Recipe: Dark-Chocolate Almond Cake


  • 8 tablespoons (1 stick) unsalted butter
  • 8 ounces bittersweet or semisweet chocolate, chopped
  • 6 large eggs, separated
  • 1/8 teaspoon salt
  • 1/8 teaspoon cream of tartar
  • 1/4 cup granulated sugar, plus 1/2 cup (1/4 cup plus 1/3 cup)
  • 2 tablespoons brewed coffee
  • 3/4 cup (3 ounces) finely ground almonds
  • 6 tablespoons unbleached all purpose flour
  • Confectioners’ sugar for dusting


  1. Preheat the oven to 350°F. Butter and flour a 9-inch springform pan.
  2. In a double boiler over barely simmering water, melt the butter and chocolate and stir to blend. Let cool.
  3. In a large bowl, beat the egg whites until foamy with a whisk or an electric mixer; add the salt and cream of tartar and beat until soft peaks form. Add the 1/4 cup granulated sugar and beat until stiff, glossy peaks form.
  4. In a medium bowl, beat the egg yolks until thick and lemon-colored, then beat in the 1/2 cup granulated sugar and the coffee.

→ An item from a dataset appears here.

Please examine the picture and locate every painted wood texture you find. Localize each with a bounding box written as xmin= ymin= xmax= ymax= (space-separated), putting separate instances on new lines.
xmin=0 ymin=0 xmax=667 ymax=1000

Stir in the melted chocolate until blended. Fold in one-third of the whites to lighten the mixture, then fold in the nuts, flour, and then the remaining whites. Pour the batter into the prepared pan and smooth the top.
  5. Bake for 35 minutes, or until a toothpick inserted 1 1/2 inches from the center comes out clean (the center should still be soft). Let the cake cool completely in the pan on a wire rack before removing the pan sides.
  6. Dust the cake with confectioners’ sugar shaken through a sieve.